Od: Peter <n...@n...com>
<ciach>
>>
> Nie trzeba było godzić się na tą zapłaconą karę, tylko przedstawić przed
> sądem stan faktyczny. Jeśli są świadkowie tej rozmowy to powinieneś
> sprawę wygrać, ale w tej chwili to już po wszystkim , bo kara zapłacona.
> Ostatnia szansa to czas poniżej 7dni od momentu wystawienia mandatu.
> Można się jeszcze odwoływać. Jeśli przekroczone to sprawa zamknięta.
> Pzdr.
> P.
To nie ebyła rozprawa ale posiedzienie.
Sędzina stwierdziła że o ile nie zgadza się z wyrokiem zostaje wtedy sprawa
przekazana do sądu i tam będzie przeprowadzona rozprawa.
Gdybym miał czas to napewno bym próbował, ale nie mam ochoty się szarpać.
Jest to pierwsze zetknięcie się w moim i zony życiu z organem
sprawiedliwości jakim jest instytucja sądowa.

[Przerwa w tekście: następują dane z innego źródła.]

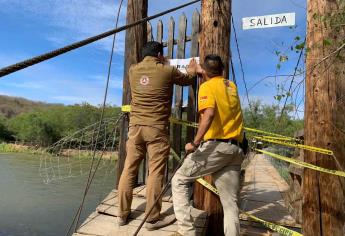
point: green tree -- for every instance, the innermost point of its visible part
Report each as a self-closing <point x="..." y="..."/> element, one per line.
<point x="270" y="118"/>
<point x="5" y="134"/>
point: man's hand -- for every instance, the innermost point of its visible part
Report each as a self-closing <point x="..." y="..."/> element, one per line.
<point x="189" y="148"/>
<point x="194" y="68"/>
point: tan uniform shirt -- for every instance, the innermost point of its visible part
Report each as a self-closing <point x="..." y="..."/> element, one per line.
<point x="152" y="89"/>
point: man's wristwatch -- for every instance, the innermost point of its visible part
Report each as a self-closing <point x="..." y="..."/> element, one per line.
<point x="194" y="145"/>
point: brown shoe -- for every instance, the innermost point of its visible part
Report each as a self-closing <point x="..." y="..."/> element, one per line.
<point x="121" y="221"/>
<point x="168" y="220"/>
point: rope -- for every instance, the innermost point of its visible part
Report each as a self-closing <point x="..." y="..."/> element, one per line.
<point x="92" y="177"/>
<point x="89" y="180"/>
<point x="35" y="60"/>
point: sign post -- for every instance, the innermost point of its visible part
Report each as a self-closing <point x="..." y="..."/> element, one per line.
<point x="269" y="21"/>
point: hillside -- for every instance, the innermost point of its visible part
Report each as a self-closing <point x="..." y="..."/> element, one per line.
<point x="13" y="106"/>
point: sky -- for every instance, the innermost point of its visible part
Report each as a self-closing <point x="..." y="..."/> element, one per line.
<point x="31" y="27"/>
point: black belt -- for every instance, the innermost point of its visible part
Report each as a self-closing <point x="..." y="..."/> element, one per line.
<point x="232" y="141"/>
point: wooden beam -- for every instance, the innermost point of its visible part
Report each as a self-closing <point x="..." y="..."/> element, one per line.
<point x="324" y="194"/>
<point x="136" y="37"/>
<point x="192" y="90"/>
<point x="214" y="39"/>
<point x="181" y="49"/>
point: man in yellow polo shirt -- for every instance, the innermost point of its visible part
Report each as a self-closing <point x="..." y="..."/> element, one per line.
<point x="215" y="150"/>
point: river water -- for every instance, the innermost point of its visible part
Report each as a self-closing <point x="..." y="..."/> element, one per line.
<point x="40" y="195"/>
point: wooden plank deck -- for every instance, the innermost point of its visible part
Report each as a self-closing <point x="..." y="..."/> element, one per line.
<point x="103" y="221"/>
<point x="261" y="196"/>
<point x="262" y="193"/>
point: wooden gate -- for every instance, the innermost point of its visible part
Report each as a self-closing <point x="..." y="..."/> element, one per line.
<point x="176" y="48"/>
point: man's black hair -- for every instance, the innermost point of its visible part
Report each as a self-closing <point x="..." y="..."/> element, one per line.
<point x="152" y="49"/>
<point x="213" y="65"/>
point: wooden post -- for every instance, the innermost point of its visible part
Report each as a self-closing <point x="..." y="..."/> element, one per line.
<point x="181" y="48"/>
<point x="214" y="39"/>
<point x="136" y="38"/>
<point x="324" y="194"/>
<point x="192" y="91"/>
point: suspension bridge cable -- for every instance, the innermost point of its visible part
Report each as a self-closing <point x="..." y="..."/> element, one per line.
<point x="89" y="180"/>
<point x="35" y="60"/>
<point x="93" y="175"/>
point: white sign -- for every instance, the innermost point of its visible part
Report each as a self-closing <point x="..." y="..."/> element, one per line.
<point x="182" y="64"/>
<point x="258" y="22"/>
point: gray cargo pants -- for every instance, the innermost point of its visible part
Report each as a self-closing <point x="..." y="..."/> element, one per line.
<point x="222" y="161"/>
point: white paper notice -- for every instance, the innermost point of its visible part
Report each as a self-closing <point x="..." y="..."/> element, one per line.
<point x="257" y="22"/>
<point x="182" y="64"/>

Niestety to o czym się słyszy jest prawdą i człowiek guzik znaczy musi się
szarpać żeby dochodzić swojego.
Sędzienie przedstawiliśmy świadka w mojej osobie jako ten który słyszał jak
funkcjonariusz kończy sprawę pouczeniem żony - sędzina stwierdziła że nie
ma tego we wniosku o ukraranie :-(
Paranoja pewnie można się szarpać ale szkoda nerwów i czasu.
Niesmak jednak pozostaje.
--
Pozdrawiam
Peter
-
20. Data: 2006-09-27 21:09:38
Temat: Re: Mandat zaoczny i policjant....
Od: "Jasko Bartnik" <j...@g...pl>
Dnia 27-09-2006 o 13:32:35 Piotr <piotrp_no26@no_wp.pl> napisał(a):
> Nie trzeba było godzić się na tą zapłaconą karę, tylko przedstawić przed
> sądem stan faktyczny. Jeśli są świadkowie tej rozmowy to powinieneś
> sprawę wygrać, ale w tej chwili to już po wszystkim , bo kara zapłacona.
> Ostatnia szansa to czas poniżej 7dni od momentu wystawienia mandatu.
> Można się jeszcze odwoływać. Jeśli przekroczone to sprawa zamknięta.
Drobny detal ... te 7 dni to istnieje _jesli_ nie popelniono wykroczenia.